Effective March 4, 2014, all claims reciting or involving a judicial exception including laws of nature/natural principle, natural phenomena, and/or natural products should be examined using the new guidelines. Claims reciting an abstract idea whether alone or in combination with other judicial exceptions will continue to be analyzed for subject matter eligibility using the existing guidance in MPEP §2106(II).
Process for Analyzing Subject Matter Eligibility
The Guidelines provides three questions for analyzing subject matter eligibility:
Is the claimed invention directed to one of the four statutory patent eligible subject matter categories: process, machine, manufacture, or composition of matter?
- No – the claim is not eligible for patent protection.
- Yes – proceed to Question 2.
Does the claim recite or involve a judicial exception?
- No – the claim is patent eligible and the analysis is complete.
- Yes – or if it is unclear whether the claim recites or involves a judicial exception, proceed to Question 3.
Does the claim as a whole recite something significantly different than the judicial exception(s)?
- If it recites an abstract idea use the analysis under MPEP §2106(II).
- Otherwise follow the analysis of “significantly different”.
Process for Analyzing Significantly Different
The Guidelines provides six factors for determining whether a claim is significantly different from what exists in nature.
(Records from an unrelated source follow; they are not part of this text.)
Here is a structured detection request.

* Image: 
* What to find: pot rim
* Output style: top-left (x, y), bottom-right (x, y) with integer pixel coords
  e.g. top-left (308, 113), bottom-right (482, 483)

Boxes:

To avoid potential claim rejection, practitioners should carefully review the factor-based analysis outlined in the Guidelines. A significant difference is demonstrated if: (1) the claim includes elements or steps in addition to the judicial exception that practically apply the judicial exception in a significant way, e.g., by adding significantly more to the judicial exception; and/or (2) the claim includes features or steps that demonstrate that the claimed subject matter is markedly different from what exists in nature (and thus not a judicial exception).
If the factor-based analysis indicates that the claim as a whole is not significantly different from the judicial exception(s), the claim is not patent eligible and should be rejected under 35 U.S.C. §101. If the factor-based analysis indicates that the claim as a whole is significantly different from the judicial exception(s), the claim is patent eligible, and the analysis is complete.
The last section of the Guidelines provides examples of claims directed to different subject matter utilizing the factor-based analysis. Although guidance was prompted from Myriad and Mayo, the Guidelines encompass nucleic acids and natural products.